Wake up, get out of bed, drag a comb across my head and then at 8:30am hop on my electric bike and cycle 10 miles to work. There’s a fierce head wind but that doesn’t matter, and it takes me about 40 minutes.
I charge up the battery at work, and enjoy the tailwind on the way home.
Another 10 miles to work, and on the way home it starts to rain. No matter – I’ve brought all my waterproofs in my pannier, which weighs a ton because I chuck everything in it with reckless abandon. When you own an electric bike, the weight of your gear doesn’t matter.
On a Wednesday I like to go straight to a climbing wall after work, which is in an awkward part of town and would be inconvenient to get public transport to. Plus it lengthens my journey home by about 2 miles. On my e-bike I go as the crow flies without considering if there are any hills I should navigate around. (It’s fun to go uphill with an e-bike).
After wearing myself out climbing I cycle the 2 miles home in a few minutes. Easy!
On the way home from work I get a text from my other half asking me to pick up a bunch of (heavy) things from the shops. No problem! I chuck it all in my bottomless pannier (aka the Tardis) and away I go.
Pro tip: If you have two panniers or a very large rucksack you can do your weekly grocery shop by e-bike.
Another successful week of charging my battery at the company’s expense, and I get a text from a friend who lives several miles away from me, suggesting we go for a pint after work*. Very well! I take the huge detour to go and meet him at the other end of town for a catch-up. My friend complains about the lack of parking in this area of town. I suggest he gets an e-bike.

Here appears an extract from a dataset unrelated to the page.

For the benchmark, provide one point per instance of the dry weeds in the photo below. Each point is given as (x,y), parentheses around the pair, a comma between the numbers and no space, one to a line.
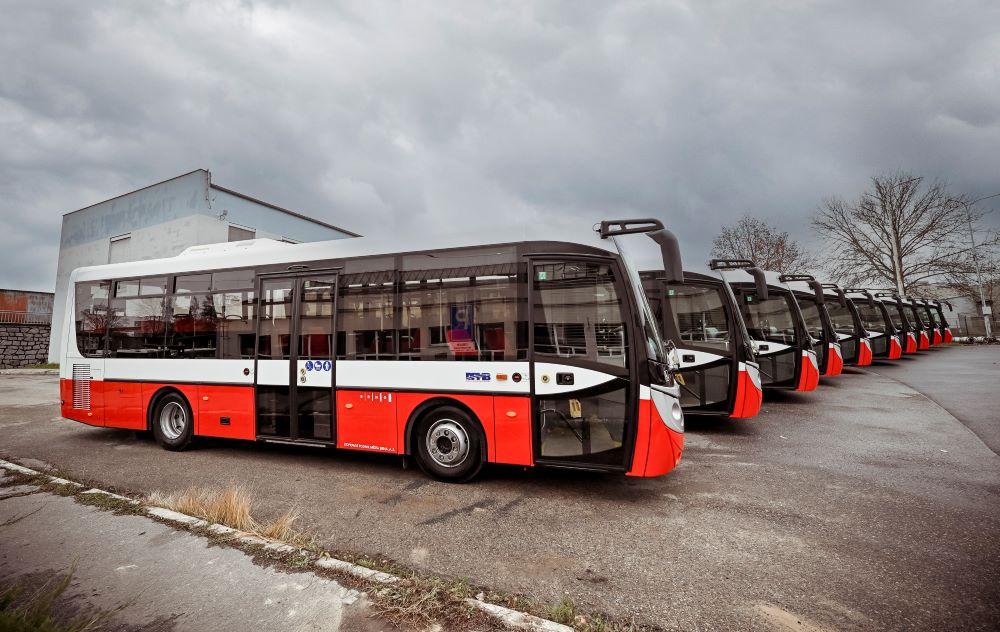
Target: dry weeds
(232,506)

It’s been a fairly average week for me, and I’ve already knocked up some impressive stats before even getting to the weekend:
Distance commuted by bike: 100+ miles
Money spent on commuting: £0
Money spent charging the battery: £0**
Time spent in the great outdoors: 6.5 hours
Time spent looking for a parking space: 0 minutes 0 seconds
Time spent cursing hills and headwinds: 0 minutes 0 seconds
*Is it illegal to drink and cycle? Cycling UK says: “The charge would be for ‘cycling under the influence of drink or drugs’, and you would be guilty of this offence if you were unfit to ride through drink or drugs – that is to say, to such an extent as to be incapable of having proper control of the cycle.“
**If you’re wondering how much it might cost you to charge at home, here it is: Depending on your electricity provider and sometimes the time of day, it’s about 12p for a full charge. So even if you leave the bike on max assist as I do, it’s less than 40p a week for a busy week of 100 miles. To the nearest pound, it is indeed £0.